Curse You New Media

Life

I'm a sucker for the prosaic. I will go out of my way to support small businesses, pay more for something to get it locally, and haven't stepped foot in a Wal-Mart in over a year (and they tricked me into that one…) So, it is sad news to me that one of the last real newsstands that I can think of, DeLauers in Oakland, is closing it's doors after 101 years.

It was a bizarre store, a jumble of shelves loosely organized with any magazine you cared to name. We actually used to go in there & try to find the strangest magazine/trade publication and buy it. I remember once I found a glossy full color magazine for undertakers.

One of the best things about DeLauers was it's (until recently) impressive collection of foreign magazines. It didn't just carry the biggies (Stern, Hello, etc..) you could find really interesting niche magazines there. I had no idea that different language editions of National Geographic would have different stories. I used to get the German version, and use it to practice my reading.

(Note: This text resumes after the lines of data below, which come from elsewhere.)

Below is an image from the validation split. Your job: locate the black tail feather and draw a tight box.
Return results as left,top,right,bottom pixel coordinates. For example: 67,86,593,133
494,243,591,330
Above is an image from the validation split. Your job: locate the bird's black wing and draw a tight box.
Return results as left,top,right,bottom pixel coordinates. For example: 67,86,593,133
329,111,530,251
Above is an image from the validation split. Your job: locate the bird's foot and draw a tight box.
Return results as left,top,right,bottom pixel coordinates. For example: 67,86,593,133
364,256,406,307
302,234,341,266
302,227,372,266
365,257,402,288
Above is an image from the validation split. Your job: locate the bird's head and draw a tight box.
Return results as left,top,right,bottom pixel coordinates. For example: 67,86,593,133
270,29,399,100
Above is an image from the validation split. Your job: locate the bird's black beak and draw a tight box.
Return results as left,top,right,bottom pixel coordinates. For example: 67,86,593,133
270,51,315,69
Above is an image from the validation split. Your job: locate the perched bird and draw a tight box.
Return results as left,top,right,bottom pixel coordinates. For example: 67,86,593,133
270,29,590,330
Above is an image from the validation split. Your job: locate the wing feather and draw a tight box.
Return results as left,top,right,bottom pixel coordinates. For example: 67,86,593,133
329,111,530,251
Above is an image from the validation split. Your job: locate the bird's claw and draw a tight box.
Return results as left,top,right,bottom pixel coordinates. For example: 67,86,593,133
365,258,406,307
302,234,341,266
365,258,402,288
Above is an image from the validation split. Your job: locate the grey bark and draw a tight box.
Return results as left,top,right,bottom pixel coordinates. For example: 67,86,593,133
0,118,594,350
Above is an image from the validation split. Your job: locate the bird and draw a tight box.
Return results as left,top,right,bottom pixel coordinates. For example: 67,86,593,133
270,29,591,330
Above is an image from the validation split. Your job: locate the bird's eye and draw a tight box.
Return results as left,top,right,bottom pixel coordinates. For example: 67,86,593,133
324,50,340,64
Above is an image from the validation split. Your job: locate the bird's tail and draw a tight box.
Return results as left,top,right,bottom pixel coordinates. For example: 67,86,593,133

Look, I love the internet. I was, ironically, devising a post talking about how the internet means we all have a reference library at our fingertips (my step mom was a reference librarian for many years, and she would get asked the sort of random questions that we now just google.) I'm also a big fan of progress, but I wish we could find ways to keep some of the personal touches that were the hallmark of a bygone era. Sigh. Maybe I am getting old…

Last 5 posts by Ezra

1 Comment

1 Comment

  1. PLW  •  Jun 25, 2008 @10:39 am

    My wife is a reference librarian. Don't worry about them. If anything, the internet has made them even more valuable. Few people have the google-fu skills of many of the commentators on here have, but it has turned skilled reference librarians into nearly omniscient super-powered research machines.

    In fact, there's a general theorem in economics about the how the returns to some factors of production change as the price of other factors change. Basically, as information gets cheaper and more abundant, those who have skills that are complementary to information (like librarians) clean house.